Wood, a judicial intern for Massachusetts Supreme Court Justice Elspeth B. Cypher, JD ’86, says he got comfortable delivering oral arguments this year after competing in and winning one of Suffolk’s in-house appellate moot court competitions and the Second-Year Mock Trial Competition. Those Suffolk competitions often are judged by expert faculty, law firm partner alumni, and sitting and retired judges. Wood also is a competitor on the school’s highly successful National Trial Competition Team, which has won one of the two major national trial competition regional tournaments 29 times in the last 34 years.

Suffolk Law Professor Joseph Franco, a former attorney in the office of the General Counsel of the Securities and Exchange Commission, was one of the team’s key advisers. Franco and the expert alumni “were a huge help in getting me comfortable with the substance and nuance of this complex area of law,” says Wood.

Gaining comfort under fire

Another student on the team, Dylan Woods, had a different set of problems to overcome.

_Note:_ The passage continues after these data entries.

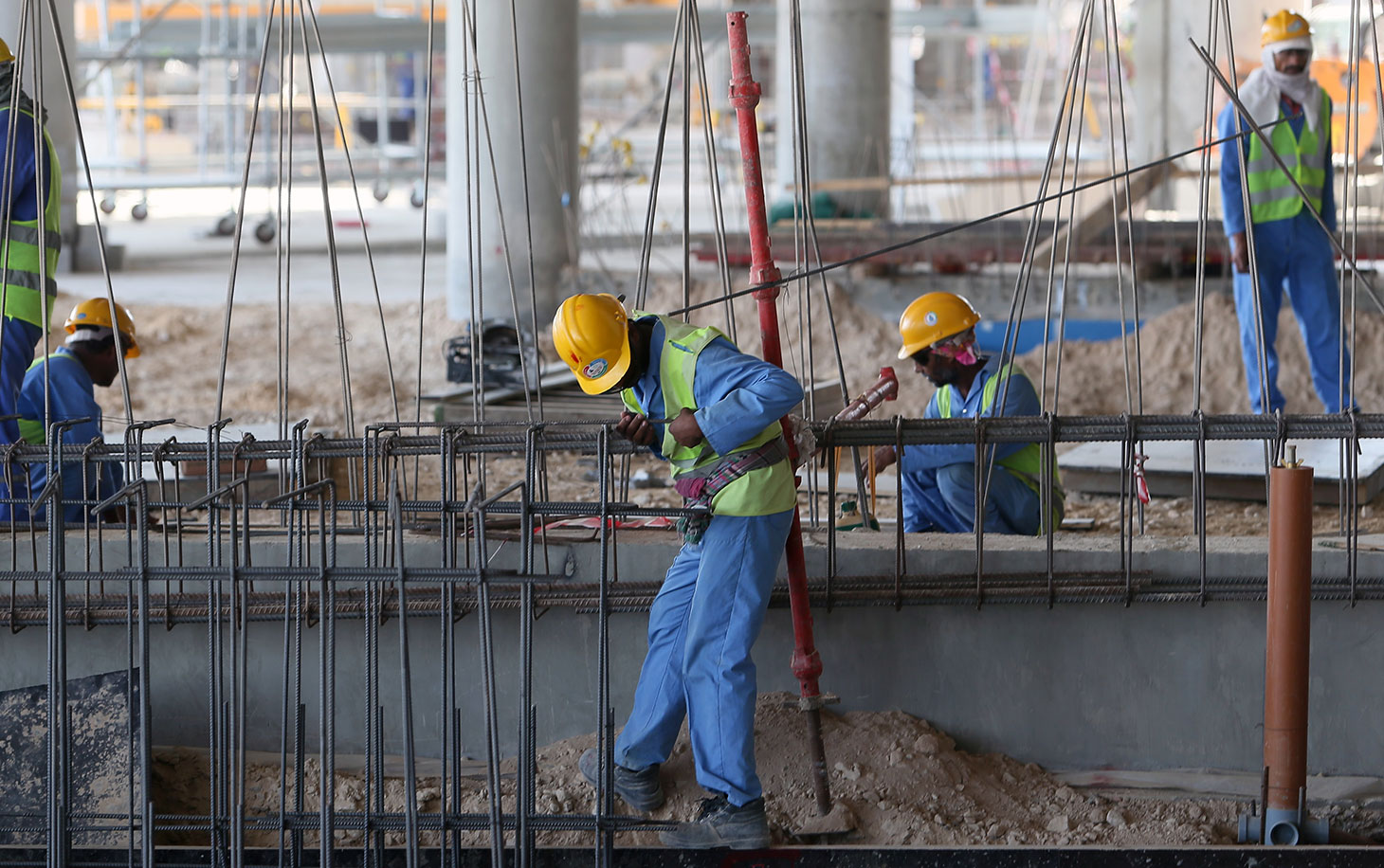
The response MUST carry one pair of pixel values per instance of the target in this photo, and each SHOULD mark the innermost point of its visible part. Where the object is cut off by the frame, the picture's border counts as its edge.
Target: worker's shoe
(641, 789)
(721, 823)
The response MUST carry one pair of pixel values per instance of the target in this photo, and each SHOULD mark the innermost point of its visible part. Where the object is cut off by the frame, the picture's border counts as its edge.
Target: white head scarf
(1261, 90)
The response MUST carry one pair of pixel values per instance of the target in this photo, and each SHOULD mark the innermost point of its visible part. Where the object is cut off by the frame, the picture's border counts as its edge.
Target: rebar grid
(266, 559)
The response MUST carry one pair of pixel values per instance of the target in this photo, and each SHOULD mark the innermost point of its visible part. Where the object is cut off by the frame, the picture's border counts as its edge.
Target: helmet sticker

While he had some background in securities law, he didn’t feel comfortable as a litigator. “I made all of the classic mistakes during oral argument practice. I came up with a fully typed, several page speech, which I’m reading robotically line by line, swaying and gripping the podium. Looking down, stuttering. Professor Franco, week after week, got me to look him in the eye and, without looking down, make my argument. He’s quite a dedicated guy,” says Woods, who is a member of Suffolk Law’s Transnational Law Review and has a job with the consulting firm Robert M. Curry & Associates in Boston this summer.

“It was quite the radical transformation to get me to a place where I could take hardball questions from circuit court judges and Samuel Alito.”

The experience gained from taking high court judges’ questions helps prepare you for job interviews, Woods says. The judges tend to “pull you back to a sore spot in your argument,” and after facing that, “you feel that you can survive a tough interview question or a grilling from an attorney with more experience.”

Prepped for a “Hot Bench”

“It’s called a ‘hot bench,’ when you’re getting pointed questions, one after another,” says team member Margaret Stratton, “and we went through that in practice with alumni experts and Professor Franco. It was like a contact sport. By the end, we didn’t feel intimidated.” Stratton will be working as a summer associate at Goodwin Procter and is the incoming editor-in-chief for Suffolk University Law Review.

At the beginning of the team’s preparations, Stratton says she was guilty of “speed-talking and cramming in arguments.” In competition, she wrote in the middle of her notes, in capital letters, “GO SLOW. SLOW DOWN.”

“I learned that it’s not enough to just make the right argument. You need to be convincing, deliver with some punch. I felt myself getting better each round.” The Kaufman Competition, she adds, “was by far the best thing I’ve done in law school.”

Winning best brief was especially gratifying. The competition rules indicated that the brief had to be written without outside help. “There were three of us, each with a different voice and style and we needed to build something cohesive and persuasive. It was so validating to be called up as the first place team.”

After an environmental disaster

The Kaufman Competition features important unresolved legal issues in securities litigation. This year’s problem involved a fictional oil-fracking corporation that contended in its required disclosures that it adhered to environmentally sound practices. Its fracking operations subsequently triggered a major environmental disaster.

Students representing the fictional investors and company presented legal arguments on whether the generalized disclosures could be subject to legal penalties when the company was aware of information suggesting potential problems and whether the company’s chief executive officer could be held personally liable.